One of the great achievements of Austrian economists Ludwig von Mises and his student F. A. Hayek, was the development of what became known as Austrian business cycle theory. It shows that boom/bust business cycles are not inherent, necessary features of capitalism, but are instead the necessary consequences of monetary inflation via artificial credit expansion.
Such inflation makes interest rates artificially low and enticing, leading entrepreneurs to malinvest capital in production projects that appear profitable, but in fact are not. Such projects, because they are unprofitable, cannot continue indefinitely and eventually must be liquidated. The economy dips into recession. Some of the capital sunk in these unprofitable projects will be non-convertible to other uses, so it is consumed in unwise investment.
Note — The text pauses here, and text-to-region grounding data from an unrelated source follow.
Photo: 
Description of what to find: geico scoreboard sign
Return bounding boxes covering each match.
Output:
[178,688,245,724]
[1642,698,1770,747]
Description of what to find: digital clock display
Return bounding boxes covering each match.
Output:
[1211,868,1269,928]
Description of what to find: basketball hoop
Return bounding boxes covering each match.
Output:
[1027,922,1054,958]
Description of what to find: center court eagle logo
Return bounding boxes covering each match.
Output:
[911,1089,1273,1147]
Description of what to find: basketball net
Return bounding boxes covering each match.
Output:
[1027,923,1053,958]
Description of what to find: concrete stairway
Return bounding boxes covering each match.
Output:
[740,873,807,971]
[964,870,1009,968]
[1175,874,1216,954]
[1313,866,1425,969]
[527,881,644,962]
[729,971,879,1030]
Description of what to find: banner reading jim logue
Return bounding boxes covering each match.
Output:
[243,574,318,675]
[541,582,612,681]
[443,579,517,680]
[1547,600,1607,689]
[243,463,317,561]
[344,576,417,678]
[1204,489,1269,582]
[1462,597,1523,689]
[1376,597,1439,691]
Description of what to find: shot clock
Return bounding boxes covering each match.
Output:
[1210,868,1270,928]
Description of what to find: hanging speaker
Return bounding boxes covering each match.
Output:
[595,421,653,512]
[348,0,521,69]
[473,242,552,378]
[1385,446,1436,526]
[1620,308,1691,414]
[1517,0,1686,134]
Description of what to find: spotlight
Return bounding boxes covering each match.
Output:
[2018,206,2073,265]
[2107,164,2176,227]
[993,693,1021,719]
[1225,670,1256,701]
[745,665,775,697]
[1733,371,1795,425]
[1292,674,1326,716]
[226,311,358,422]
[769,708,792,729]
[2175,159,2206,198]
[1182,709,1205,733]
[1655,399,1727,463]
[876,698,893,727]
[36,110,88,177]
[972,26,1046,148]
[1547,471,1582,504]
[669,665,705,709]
As painful as it sounds, the only way for the economy to get back on track, so to speak, is to allow for unsound investments to be liquidated and a restructuring of the available capital stock, so that factors of production will be directed into the hands of those entrepreneurs who will use them productively in sound investments. As long as there is still capital frozen in unprofitable ventures, recessions are prolonged and prosperity is forestalled.
Over the weekend, we received news that indicates the necessary liquidation process is still continuing. The Associated Press reports that bank regulators closed five more banks, bringing the total for the year so far up to 108 compared to only 69 bank failures this time last year. Clearly any recovery is definitely not in full swing.